Slicing refers to a technique where coders copy only a portion of their production data rather than copying all of it. In general, this smaller amount can suffice for generating sufficient test data. Using the slicing method can help optimize your overall performance and reduce testing costs.
Types of test data
Here are a few types of test data:
Blank data: Blank data measures how a program will respond if researchers don't input any data. It also tests the type and frequency of errors and how the program responds to them.
Valid test: A valid test measures how a system responds to valid data. It usually tests the primary purpose of the program.
Invalid test: An invalid test measures unsupported files or commands. It tests how a program responds to invalid inputs, including the message that it supplies to the user.
Boundary conditions: Boundary conditions test multiple combinations of different values and how they display.
Huge test: A huge test measures if data is ready for additional types of testing, such as load and performance testing. It's usually the last step of the test data phase.
Tips for implementing test data
Here are a few tips you can use when implementing test data:
Use all combinations when testing. Try to use every possible combination of both supported and unsupported data to help ensure the test data measures all necessary parameters.
Collect data using positive and negative testing. Positive testing verifies the functions of a program to produce expected results, while negative testing verifies if a program can manage unusual results.
Give yourself ample time to test data. Be sure to give yourself ample time to gather as much test data as you need to help you work more efficiently.
Reevaluate data during each phase. Consider reevaluating test data at each phase of the project to help ensure productivity and accuracy.
Involve multiple team members in the collection. It's often a good idea to involve multiple team members in collecting test data, including the designer.

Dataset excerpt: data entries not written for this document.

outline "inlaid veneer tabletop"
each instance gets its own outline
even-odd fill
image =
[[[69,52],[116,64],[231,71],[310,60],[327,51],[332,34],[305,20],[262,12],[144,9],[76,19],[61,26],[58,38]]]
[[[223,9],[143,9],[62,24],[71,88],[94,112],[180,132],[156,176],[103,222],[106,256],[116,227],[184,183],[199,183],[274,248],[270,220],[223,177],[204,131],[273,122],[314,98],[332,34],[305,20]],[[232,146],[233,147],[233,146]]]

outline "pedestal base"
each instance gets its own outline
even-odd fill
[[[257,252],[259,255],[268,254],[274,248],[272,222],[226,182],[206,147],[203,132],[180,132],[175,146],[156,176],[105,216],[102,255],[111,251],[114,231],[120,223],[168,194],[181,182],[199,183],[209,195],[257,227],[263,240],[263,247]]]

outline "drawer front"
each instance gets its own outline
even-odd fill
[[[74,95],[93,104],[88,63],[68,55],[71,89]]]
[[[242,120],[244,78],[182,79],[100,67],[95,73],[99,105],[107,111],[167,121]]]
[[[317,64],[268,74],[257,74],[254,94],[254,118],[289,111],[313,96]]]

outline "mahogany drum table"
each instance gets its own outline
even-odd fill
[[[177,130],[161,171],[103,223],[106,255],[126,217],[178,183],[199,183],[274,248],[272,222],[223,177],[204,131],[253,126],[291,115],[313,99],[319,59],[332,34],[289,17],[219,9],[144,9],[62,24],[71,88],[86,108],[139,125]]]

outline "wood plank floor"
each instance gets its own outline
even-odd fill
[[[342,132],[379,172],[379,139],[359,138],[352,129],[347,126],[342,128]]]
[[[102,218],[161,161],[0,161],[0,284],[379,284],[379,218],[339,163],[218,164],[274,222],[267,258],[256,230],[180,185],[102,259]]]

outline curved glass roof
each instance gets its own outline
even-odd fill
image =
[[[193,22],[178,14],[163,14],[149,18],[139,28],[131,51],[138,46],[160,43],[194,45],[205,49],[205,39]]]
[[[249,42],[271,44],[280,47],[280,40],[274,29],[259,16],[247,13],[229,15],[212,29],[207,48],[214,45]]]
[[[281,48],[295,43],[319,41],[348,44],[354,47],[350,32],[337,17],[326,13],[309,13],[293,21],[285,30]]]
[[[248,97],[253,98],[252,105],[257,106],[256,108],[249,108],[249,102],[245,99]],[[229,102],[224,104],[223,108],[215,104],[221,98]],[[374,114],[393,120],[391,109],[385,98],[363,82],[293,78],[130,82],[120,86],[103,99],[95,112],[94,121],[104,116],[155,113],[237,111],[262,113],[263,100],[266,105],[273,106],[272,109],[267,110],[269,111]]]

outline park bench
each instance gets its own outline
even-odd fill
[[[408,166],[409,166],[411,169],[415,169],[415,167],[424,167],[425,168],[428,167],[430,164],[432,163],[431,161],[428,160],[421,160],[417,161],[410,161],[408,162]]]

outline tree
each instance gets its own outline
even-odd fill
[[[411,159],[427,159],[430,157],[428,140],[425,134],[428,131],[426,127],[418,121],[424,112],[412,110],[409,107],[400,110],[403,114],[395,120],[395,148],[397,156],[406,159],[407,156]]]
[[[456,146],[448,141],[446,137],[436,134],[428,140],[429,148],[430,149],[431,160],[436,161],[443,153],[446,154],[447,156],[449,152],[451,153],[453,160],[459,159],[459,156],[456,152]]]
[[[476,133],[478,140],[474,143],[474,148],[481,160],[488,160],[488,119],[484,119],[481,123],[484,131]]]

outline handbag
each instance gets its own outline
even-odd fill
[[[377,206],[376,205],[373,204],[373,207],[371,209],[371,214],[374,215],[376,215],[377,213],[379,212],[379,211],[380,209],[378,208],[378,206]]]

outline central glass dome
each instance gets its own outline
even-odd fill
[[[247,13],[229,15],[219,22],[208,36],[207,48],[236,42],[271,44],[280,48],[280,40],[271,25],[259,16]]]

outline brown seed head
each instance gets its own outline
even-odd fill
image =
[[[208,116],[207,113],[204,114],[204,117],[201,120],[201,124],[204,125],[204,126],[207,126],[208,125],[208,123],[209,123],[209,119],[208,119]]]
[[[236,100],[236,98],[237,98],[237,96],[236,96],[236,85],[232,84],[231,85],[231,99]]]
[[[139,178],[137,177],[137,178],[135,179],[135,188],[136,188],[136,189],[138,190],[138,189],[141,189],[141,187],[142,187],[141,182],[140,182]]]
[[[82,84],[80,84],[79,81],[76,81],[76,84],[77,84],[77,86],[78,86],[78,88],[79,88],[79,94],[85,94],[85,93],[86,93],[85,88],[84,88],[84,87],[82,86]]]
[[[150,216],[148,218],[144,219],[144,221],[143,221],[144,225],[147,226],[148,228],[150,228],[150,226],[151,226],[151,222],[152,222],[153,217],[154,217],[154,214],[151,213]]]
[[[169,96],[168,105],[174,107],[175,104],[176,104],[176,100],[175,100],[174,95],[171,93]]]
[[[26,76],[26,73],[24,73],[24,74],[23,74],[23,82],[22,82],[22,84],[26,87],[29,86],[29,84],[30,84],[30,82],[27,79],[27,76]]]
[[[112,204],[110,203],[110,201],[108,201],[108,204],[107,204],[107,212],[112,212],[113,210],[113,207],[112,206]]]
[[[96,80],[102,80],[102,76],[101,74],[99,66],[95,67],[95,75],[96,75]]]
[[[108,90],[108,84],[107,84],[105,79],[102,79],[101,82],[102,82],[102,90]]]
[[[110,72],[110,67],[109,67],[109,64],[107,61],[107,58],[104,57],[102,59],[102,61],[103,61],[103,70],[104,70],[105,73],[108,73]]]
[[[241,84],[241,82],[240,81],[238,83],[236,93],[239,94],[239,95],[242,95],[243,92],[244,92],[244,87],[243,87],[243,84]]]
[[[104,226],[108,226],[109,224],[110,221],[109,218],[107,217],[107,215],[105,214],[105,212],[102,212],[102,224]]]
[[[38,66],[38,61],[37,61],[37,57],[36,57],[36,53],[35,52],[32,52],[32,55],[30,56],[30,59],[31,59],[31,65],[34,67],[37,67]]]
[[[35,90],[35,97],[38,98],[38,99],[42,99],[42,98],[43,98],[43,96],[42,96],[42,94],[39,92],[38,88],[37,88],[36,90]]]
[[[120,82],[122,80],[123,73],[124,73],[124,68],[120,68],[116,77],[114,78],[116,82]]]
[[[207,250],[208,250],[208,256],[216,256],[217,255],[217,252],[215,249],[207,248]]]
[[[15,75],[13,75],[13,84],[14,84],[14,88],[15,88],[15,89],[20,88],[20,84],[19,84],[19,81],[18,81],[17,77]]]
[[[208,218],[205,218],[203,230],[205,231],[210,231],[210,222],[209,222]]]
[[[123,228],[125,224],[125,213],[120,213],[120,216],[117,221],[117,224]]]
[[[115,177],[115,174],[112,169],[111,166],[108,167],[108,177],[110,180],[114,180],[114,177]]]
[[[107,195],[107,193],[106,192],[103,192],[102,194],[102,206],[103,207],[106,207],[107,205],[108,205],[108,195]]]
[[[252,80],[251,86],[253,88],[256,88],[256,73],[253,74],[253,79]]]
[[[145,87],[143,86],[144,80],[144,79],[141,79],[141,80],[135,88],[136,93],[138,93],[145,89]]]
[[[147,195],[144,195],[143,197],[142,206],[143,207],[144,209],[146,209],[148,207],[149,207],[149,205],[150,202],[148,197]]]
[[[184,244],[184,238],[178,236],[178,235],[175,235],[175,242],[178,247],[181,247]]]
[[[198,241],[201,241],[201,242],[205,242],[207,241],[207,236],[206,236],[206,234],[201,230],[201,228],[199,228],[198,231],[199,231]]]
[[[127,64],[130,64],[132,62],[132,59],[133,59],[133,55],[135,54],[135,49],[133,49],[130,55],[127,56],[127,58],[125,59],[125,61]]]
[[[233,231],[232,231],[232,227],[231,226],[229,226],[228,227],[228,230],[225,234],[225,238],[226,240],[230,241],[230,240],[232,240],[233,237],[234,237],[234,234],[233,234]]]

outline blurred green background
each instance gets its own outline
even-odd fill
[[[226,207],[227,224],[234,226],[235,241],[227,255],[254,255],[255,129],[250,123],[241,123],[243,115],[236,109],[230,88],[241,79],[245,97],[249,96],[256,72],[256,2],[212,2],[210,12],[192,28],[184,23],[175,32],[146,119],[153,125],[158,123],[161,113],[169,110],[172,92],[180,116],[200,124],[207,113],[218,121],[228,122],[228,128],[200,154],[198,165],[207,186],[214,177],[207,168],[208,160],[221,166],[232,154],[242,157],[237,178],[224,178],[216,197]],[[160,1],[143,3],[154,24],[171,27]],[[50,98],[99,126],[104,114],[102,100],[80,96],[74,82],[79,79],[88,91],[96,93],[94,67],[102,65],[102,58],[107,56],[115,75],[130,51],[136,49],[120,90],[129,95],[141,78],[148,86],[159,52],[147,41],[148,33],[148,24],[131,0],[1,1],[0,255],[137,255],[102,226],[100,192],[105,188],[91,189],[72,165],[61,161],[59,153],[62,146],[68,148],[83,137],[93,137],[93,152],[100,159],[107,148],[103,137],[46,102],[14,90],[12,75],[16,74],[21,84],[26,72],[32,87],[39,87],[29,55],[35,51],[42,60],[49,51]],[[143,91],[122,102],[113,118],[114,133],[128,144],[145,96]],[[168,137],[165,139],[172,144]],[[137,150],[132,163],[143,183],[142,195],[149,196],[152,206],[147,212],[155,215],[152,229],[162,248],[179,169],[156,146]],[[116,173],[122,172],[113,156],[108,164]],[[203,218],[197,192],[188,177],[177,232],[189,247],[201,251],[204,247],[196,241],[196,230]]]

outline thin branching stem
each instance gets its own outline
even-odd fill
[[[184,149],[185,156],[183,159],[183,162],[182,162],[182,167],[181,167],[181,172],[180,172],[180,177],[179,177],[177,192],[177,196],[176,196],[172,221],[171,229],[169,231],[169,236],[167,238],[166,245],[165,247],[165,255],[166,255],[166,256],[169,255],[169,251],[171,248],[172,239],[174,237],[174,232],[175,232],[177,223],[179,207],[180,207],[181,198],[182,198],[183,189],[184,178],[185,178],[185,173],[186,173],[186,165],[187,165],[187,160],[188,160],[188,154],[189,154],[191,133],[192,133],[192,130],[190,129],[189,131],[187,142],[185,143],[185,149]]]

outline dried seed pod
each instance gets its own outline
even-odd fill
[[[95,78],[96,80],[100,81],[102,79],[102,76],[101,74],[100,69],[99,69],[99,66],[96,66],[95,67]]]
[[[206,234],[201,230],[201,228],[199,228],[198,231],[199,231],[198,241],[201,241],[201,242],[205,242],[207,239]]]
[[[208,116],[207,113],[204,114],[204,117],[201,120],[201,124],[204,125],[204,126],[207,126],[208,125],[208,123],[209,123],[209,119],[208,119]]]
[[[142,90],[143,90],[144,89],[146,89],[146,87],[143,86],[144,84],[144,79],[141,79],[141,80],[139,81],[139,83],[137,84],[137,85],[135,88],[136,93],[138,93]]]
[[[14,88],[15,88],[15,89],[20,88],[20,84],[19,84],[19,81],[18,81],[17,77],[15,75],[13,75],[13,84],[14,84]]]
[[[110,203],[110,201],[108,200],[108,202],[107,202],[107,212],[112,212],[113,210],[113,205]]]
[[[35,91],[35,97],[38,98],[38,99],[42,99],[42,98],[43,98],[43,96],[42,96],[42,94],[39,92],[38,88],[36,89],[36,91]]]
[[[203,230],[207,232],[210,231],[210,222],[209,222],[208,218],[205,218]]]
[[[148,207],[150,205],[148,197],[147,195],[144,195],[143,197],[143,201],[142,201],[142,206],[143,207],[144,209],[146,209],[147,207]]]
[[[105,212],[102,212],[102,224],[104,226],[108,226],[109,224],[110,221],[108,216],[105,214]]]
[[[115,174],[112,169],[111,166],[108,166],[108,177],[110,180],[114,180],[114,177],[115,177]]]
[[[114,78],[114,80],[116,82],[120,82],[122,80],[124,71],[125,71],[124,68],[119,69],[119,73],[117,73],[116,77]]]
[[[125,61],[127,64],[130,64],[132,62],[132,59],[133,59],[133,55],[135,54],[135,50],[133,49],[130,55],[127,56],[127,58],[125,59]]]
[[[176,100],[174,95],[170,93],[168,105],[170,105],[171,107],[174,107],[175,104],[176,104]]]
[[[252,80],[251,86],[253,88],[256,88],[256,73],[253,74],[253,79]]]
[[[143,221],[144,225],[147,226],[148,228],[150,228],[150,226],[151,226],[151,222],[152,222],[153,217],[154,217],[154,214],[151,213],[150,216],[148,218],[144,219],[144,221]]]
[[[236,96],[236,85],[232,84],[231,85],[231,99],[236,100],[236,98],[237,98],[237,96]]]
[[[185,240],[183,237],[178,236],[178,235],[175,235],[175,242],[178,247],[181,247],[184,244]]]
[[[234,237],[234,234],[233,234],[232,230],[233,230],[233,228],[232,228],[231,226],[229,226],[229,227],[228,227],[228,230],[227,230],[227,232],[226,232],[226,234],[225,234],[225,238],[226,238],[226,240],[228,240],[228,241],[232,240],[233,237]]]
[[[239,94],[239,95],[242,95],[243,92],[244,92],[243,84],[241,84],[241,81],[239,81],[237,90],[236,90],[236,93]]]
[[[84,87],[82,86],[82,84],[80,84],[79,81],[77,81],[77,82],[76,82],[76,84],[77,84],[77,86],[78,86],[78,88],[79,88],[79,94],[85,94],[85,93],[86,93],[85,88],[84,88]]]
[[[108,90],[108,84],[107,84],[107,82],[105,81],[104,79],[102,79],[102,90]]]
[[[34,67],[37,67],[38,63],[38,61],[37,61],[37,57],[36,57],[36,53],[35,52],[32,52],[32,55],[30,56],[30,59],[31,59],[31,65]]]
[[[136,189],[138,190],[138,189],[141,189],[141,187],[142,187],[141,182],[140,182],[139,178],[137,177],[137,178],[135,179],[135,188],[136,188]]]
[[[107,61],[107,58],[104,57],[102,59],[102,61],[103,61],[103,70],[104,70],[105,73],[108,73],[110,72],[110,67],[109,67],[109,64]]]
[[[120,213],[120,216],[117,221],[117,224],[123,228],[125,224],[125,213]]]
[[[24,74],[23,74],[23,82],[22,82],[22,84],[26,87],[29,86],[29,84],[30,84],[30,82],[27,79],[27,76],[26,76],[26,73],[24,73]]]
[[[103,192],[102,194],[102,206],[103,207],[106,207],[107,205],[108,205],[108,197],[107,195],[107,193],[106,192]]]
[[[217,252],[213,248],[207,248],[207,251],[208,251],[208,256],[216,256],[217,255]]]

Use test data prior to data execution. If you conduct text execution before generating all of your test data, it may present challenges to your overall data management. By creating your test data prior to execution, your team can save time and increase its chances of meeting the deadline.
Ensure your data files are uncorrupted. Before you generate your test data, ensure that all of your existing files remain uncorrupted. To reduce the likelihood of data corruption, perform regular backups and communicate clearly with your team members about when each person is working on the files.
Examples of test data
Here are a few examples of different forms of test data:
Performance testing identifies how fast a database can handle test data. The goal of performance testing is to identify bottlenecks, which is when an application slows down significantly and reduces overall productivity. Performance testing also measures things like capacity, reliability and efficiency.
Related: How To Get Testing Fresher Jobs
Security testing is the process of identifying a program's ability to protect data you collect from users. It tests numerous factors, including authentication, authorization, integrity and confidentiality. It may also test where the program stores the information or how it responds to potential threats.
Black-box testing analyzes the functions of a program without access to the code. This allows researchers to measure how the system responds to a variety of situations, including inputting commands of no data, valid data, invalid data and illegal data formatting. You can apply this to different phases of testing, including unit testing and integration testing.
White-box testing measures the internal structure and coding of a program. It may also test the responsiveness of the code, as well as the occurrence of invalid parameters. White-box testing focuses on statement, branch and path coverage.